A lot had been at stake then, and was now.
“What have you done?” he whispered, thinking of Cassiopeia.
KNOX SHIFTED HIS POSITION, STAYING ONE LEVEL ABOVE-GROUND, keeping close to the outer wall, using the rubble for cover. Gaping holes stretched everywhere in the outer curtain, exposing a moonlit bay. A stiff breeze chapped his lips, but at least it flushed most of the bird pall away. He’d listened to the exchange between Carbonell and Wyatt and was trying to find a vantage point from which he could more closely observe their confrontation. Perhaps, if he was lucky, he could take them both out?
“Knox.”
He stopped. Wyatt was calling to him.
“I know where those two pages are hidden.”
A message. Loud and clear. If you’re thinking about killing me, think again.
“Be smart,” Wyatt yelled.
He realized what that meant.
We have a common enemy. Let’s deal with that. Why do you think I allowed you to have a gun?
Okay. He’d go along with that.
For now.
HALE STEPPED TOWARD THE CELL THAT HELD HIS THREE FEMALE prisoners. Kaiser’s hair lay matted to her head, her clothes soaked, but there was still something about her-a beauty that came from age and experience-that he would miss.
Along with her special garments.
“So you came to learn what you could? To find Ms. Nelle?”
“I came to try and right my own screwup.”
“Admirable. But quite stupid.”
He listened outside and was pleased to hear the rain and wind abating. Finally. Perhaps the worst of the storm had gone. His immediate problem, though, was more pressing.
He faced the woman he did not know.
Slim, toned, with dark hair and swarthy skin. Quite a beauty. Gutsy, too. She reminded him of Andrea Carbonell, which wasn’t a good thing.
“Who are you?” he asked.
“Cassiopeia Vitt.”
“You were to be their rescuer?”
“One of many.”
He caught her point.
“It’s over,” Stephanie Nelle said to him. “You’re done.”
“Is that what you think?”
He reached into his
pocket and removed the cellphone that his men had found on Vitt. Interesting device. It contained no phone log, contacts, or saved numbers. Apparently its only use was to send and receive one call at a time. He assumed it was something the intelligence community utilized.

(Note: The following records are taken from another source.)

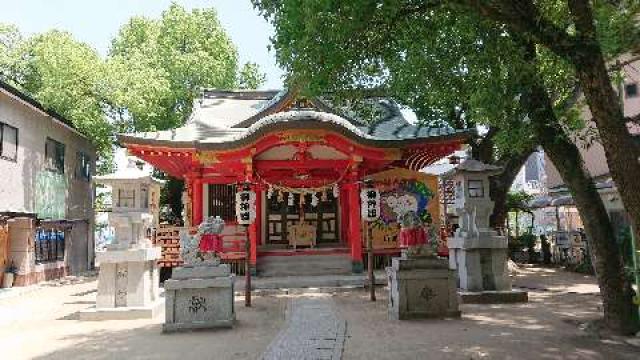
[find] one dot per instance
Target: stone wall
(27, 186)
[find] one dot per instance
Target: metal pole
(372, 277)
(247, 269)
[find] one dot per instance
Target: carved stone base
(123, 313)
(421, 287)
(481, 262)
(128, 285)
(199, 297)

Which made Vitt part of the enemy.
He’d already surmised that the other men had been sent to draw his attention while she made the extraction.
And the plan had almost worked.
“Do you work for NIA, too?” he asked her.
“I work for me.”
He gauged the response and decided that his initial assessment was correct. This woman would tell him nothing without prodding.
“You just saw what I do when someone refuses my questions.”
“I answered your question,” Vitt said.
“But I have another one. A much more important one.” He displayed the phone. “Who do you report to?”
Vitt did not reply.
He said, “I know Andrea Carbonell is waiting for you to report in. I want you to tell her that Stephanie Nelle isn’t here. That you failed.”
“There’s nothing you can do to me that would make me do that.”
He realized that was true. He’d already sized up Cassiopeia Vitt and decided she would play the odds. If he was right, and there were others monitoring her progress, when she failed to report, they would act. All she had to do was hold out until enough time passed.
“I don’t plan to do anything to you,” he made clear.
He pointed at Kaiser.
“I intend to do it to her.”
SEVENTY-EIGHT
NOVA SCOTIA
WYATT HOPED KNOX HEEDED HIS WARNING. HE REQUIRED A few uninterrupted minutes with Carbonell. Then he and Knox could play between themselves. And play they would, since he doubted Knox was simply going to walk away once he realized the odds had now evened. Had Knox found the two bodies? Probably. But even if he hadn’t, there was no reason for him to assume anyone else remained in the fort besides the three of them.